How far have we come and what is being done to expand the role and increase the value of FIX as the basis for a full trading cycle messaging standard for listed derivatives markets?
A FIX Report Card
The listed futures and options markets have standardized around the use of the tag=value based FIX 4.2 version of FIX for order routing. Internationally, the past year has seen some very encouraging news in terms of FIX adoption. Eurex released its Xentric FIX Gateway. Meff released its FIX 4.4 Gateway, which is arguably the most comprehensive and standard implementation of FIX for derivatives markets released to date. Even with the additional FIX adoptions, however, there are still several marketplaces that do not support a FIX interface. And even among the marketplaces that have adopted FIX, there is significant disparity in how the standard has been implemented, greatly minimizing, though not eliminating, the value that can be achieved via FIX adoption. Order routing applications are increasingly being required to be intelligent enough to make routing decisions based upon
market data. Even overlooking the lack of standardization in the use of FIX, the greater problem is that every market has a different proprietary market data interface, which further lessens the value of FIX to the user.

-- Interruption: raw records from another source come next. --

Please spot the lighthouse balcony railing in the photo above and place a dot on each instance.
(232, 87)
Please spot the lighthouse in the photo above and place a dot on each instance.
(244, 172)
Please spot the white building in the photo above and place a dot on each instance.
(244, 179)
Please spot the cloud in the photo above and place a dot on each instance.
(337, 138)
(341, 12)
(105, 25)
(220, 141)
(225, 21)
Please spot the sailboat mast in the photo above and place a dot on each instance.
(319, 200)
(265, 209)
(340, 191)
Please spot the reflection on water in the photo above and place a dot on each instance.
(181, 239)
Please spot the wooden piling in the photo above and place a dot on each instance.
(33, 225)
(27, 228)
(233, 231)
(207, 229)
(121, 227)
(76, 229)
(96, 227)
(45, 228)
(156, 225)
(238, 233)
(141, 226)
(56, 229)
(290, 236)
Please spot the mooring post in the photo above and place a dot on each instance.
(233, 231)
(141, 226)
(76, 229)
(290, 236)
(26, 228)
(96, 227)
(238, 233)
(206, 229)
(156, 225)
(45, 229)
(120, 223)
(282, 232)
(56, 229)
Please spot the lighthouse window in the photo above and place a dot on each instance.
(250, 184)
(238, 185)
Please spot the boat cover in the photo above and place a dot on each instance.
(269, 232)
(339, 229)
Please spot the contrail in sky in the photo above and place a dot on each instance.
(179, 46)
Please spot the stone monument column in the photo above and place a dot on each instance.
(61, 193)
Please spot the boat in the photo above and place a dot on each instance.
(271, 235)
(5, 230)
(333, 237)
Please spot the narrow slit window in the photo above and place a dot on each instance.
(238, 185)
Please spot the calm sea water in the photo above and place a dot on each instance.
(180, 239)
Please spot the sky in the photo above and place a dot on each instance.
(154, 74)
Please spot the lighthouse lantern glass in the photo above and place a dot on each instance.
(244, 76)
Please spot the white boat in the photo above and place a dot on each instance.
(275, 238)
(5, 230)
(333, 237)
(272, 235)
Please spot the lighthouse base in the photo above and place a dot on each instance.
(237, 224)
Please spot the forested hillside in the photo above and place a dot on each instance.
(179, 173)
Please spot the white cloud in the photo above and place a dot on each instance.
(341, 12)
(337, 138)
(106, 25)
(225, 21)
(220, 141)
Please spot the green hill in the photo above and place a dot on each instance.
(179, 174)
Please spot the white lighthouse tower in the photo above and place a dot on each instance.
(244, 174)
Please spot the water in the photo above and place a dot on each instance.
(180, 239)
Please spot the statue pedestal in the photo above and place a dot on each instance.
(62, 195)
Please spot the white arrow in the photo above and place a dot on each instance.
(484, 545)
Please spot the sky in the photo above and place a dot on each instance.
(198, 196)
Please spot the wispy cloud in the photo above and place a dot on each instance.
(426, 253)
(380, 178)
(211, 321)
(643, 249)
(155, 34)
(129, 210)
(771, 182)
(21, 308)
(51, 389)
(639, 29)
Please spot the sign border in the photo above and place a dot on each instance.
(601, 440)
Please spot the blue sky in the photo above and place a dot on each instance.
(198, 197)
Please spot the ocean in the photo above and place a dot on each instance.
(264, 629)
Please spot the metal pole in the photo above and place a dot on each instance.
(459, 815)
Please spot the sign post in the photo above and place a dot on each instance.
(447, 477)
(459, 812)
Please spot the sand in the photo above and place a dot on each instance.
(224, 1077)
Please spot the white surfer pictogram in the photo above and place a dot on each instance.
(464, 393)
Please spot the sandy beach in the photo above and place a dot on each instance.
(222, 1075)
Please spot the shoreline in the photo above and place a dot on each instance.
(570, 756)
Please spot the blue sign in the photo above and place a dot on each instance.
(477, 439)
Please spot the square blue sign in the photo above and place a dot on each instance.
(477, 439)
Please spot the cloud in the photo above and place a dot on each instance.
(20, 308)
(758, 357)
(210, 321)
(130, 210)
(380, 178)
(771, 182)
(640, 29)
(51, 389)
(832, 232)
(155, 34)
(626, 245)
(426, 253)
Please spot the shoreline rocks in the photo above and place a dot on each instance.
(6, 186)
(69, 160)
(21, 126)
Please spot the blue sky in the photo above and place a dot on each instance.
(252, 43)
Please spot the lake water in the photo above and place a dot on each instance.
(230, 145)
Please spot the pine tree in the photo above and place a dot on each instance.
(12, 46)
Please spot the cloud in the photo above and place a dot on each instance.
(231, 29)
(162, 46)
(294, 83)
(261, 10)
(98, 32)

With regard to market making, technological issues arise in terms of being able to use FIX for ultra high volume applications that are required to consume market data events and then automatically generate market quotations in response. The sheer volume and rate required to quote listed option series pushes the tag=value version of FIX to its limits. For order-only markets, the necessity to perform order chaining when canceling orders to refresh markets creates considerable overhead. Order-only markets must look to the FIX quoting models as provided in FIX 4.3 and FIX 4.4 as a means to provide a common market making model across markets. Until FIX can provide a clear solution for high volume market making, the dominant market making APIs will continue to be proprietary.
The good news in standardization is clearly found in the clearing/back office space for listed derivatives markets. There has been an incredible degree of cooperation between the U.S. listed markets, clearing organizations, vendors and FCMs in developing the FIA Extensions to FIXML 4.4 for Listed Derivatives Clearing. This initiative started by Chicago Mercantile Exchange and the FIA
Standards Working Group is now paying off with production applications being implemented and released by the major exchanges and vendors.